Grownups aren’t supposed to play. We have problems. We’re too busy. We have important things to do. It turns out, though, that there are few things more important to your happiness than frequent doses of play. As a study led by Princeton researcher Alan Krueger found, of all the things on the planet, we’re at our happiest when we’re involved in engaging leisure activities. Why not do more of that?
The article goes on the say we live in a culture obsessed with getting results from everything we do. The end justifies the means. And play doesn’t really bring measurable results.
What we don’t realize, though, is that it’s precisely the lack of a quantifiable result that allows play to tap a more meaningful place that satisfies core needs and reveals the authentic person behind the masks of job and society….

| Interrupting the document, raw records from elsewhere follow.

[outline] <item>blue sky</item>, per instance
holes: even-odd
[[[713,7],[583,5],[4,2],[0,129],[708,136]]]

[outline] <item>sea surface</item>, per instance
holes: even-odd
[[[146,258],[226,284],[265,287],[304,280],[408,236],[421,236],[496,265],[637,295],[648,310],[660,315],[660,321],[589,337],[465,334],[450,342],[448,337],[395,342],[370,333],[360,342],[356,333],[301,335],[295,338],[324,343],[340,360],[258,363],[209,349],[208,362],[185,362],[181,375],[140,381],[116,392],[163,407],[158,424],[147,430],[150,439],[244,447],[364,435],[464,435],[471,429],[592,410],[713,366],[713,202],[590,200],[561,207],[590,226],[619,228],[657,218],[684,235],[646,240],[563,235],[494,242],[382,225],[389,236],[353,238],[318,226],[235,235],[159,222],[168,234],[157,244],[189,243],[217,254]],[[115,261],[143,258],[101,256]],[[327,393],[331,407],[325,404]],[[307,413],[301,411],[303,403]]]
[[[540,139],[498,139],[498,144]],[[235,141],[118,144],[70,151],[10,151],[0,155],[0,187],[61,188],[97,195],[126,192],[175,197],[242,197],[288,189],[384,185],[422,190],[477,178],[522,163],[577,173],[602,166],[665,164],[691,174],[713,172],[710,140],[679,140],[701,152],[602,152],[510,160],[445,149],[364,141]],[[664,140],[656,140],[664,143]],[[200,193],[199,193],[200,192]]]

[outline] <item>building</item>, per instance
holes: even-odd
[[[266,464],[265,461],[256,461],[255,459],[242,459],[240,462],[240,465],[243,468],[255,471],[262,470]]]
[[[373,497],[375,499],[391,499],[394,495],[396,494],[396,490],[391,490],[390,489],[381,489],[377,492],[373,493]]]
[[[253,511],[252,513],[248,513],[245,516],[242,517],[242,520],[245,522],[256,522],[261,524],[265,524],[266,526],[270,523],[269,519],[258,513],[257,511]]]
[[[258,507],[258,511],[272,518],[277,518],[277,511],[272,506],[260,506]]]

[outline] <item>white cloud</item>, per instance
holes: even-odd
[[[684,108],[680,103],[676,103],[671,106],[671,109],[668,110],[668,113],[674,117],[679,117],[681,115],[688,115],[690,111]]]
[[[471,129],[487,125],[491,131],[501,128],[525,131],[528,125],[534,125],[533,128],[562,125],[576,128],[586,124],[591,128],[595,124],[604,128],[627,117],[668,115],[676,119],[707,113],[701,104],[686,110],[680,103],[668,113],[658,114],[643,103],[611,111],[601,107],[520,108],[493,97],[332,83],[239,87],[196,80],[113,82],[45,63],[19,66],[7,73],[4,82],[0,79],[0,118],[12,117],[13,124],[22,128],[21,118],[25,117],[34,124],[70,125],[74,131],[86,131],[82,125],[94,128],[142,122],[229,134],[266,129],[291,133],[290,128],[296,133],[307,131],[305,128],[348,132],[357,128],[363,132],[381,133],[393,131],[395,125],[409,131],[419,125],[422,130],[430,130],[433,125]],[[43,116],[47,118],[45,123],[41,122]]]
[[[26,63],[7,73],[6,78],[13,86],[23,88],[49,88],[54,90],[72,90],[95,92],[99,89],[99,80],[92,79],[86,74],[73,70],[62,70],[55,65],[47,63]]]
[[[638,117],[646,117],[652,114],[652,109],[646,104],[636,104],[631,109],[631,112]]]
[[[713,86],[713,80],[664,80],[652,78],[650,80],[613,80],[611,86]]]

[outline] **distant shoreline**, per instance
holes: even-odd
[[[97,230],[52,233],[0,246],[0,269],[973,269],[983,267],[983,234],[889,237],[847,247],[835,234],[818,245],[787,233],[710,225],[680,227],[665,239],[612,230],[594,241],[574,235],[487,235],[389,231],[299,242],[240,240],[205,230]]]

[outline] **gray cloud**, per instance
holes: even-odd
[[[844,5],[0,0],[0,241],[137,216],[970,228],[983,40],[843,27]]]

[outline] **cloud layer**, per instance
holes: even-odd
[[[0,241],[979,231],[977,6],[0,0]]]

Studies show that play reflects more of who you are than your work. When you’re engaged in activities of “personal expressiveness,” ones that are self-chosen and that reflect intrinsic goals, you’re operating from the “true self,” says Alan Waterman of the College of New Jersey….Play brings you back to life — your life.
When a 40-year-old goes headfirst down a water slide, that person is not 40 anymore. A few decades have been knocked off, because something inside has come alive again. It should be pretty obvious that the animating spark of play is the fast track to happiness.
Definitely makes you think about your life. When was the last time you laughed so hard it hurt? (Ok, so mine was a few posts back at the spa). I hardly consider myself an “adult” and think I still do a good deal of “playing” thanks to many fun spirited friends, a boyfriend who’s “almost” 30 going on 3, and a dog who refuses to accept “go lie down” as an answer. But I think this article gives us all something to think about now, and moving forward.